The problem beneath Article 2 of the ECHR proceeded on two associated duties: to not take life and to guard life in circumstances the place an actual and instant threat to a person’s life exists. For B, this threat was disclosed within the medical studies. This threat additionally fashioned the idea of the Article three problem – that the prospect of tolerating a trial given B’s well being issues gave rise to inhuman or degrading therapy. Treacy LJ finally dismissed each challenges by pointing to the prevailing safeguards constructed into the prison course of. The Courtroom noticed that B might make use of a number of functions within the prison courts – arguing that he’s unfit to face trial, {that a} trial can be an abuse of course of or argue for particular measures to accommodate his well being issues as a part of the trial course of. This was notably related as the rise in threat to B was unquantifiable – the 4 medical studies highlighted issues, but additionally recognised the futility of precisely predicting or quantifying the chance to B from the trial course of itself.
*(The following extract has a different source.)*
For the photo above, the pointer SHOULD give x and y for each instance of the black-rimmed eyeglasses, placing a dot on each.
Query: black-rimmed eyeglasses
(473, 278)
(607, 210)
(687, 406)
The Courtroom had been notably unimpressed with the possibly sweeping nature of B’s principal argument – if medical proof pointing to elevated well being dangers as a part of any prison trial may set up breaches of ECHR rights, then it might “confer de facto immunity on any suspect with a medical situation able to equally growing threat consequential upon larger ranges of stress ensuing from a choice to prosecute”.

Remark

The Divisional Courtroom’s judgment is a traditional restatement of two details with longstanding authority: the necessity to keep away from satellite tv for pc litigation and its related delay and complexity within the prison course of, and the distinction between a choice to prosecute and an precise prosecution within the context of ECHR rights. Whereas B had argued that it isn’t within the public curiosity to prosecute somebody with an elevated threat of loss of life, the Courtroom, invoking recent Supreme Court authority, held that the general public curiosity take a look at for deciding whether or not to prosecute was not the identical because the query of whether or not there can be an unjustifiable interference with a person’s ECHR rights.
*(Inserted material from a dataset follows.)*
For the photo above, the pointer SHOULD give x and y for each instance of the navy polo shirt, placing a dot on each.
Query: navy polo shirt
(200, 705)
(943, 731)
A closing level of appreciable significance is the Courtroom’s reminder of the structural ensures of equity constructed into the prison course of. This reminder isn’t solely vital by way of the administration of prison justice (i.e. the significance of a good system to guard the substantive rights of suspects and defendants) but additionally for the political and social backdrop from which this case arose. The prosecution of troopers for offences referring to the Troubles is a (numerically) small however more and more explosive cohort of judicial enterprise. No soldier has but been convicted on this cohort, although the litigation surrounding it has been topic to emotive, divisive and infrequently insensitive rhetoric. A authorities bill has handed the Home of Commons and is now within the Home of Lords, which creates restrictions of time and course of for bringing comparable prosecutions, with a brand new responsibility on the Secretary of State to think about whether or not or not the UK ought to make a derogation beneath the ECHR in respect of any abroad operations that are or can be important.

Amid this controversy, it’s value remembering that the investigative responsibility beneath Article 2 of the ECHR contains duties owed to victims’ next-of-kin (see e.g. Al-Skeini v United Kingdom (Application no. 55721/07)), with the household of Daniel and Christopher Hegarty having waited virtually 40 years for the begin of the method of guaranteeing justice.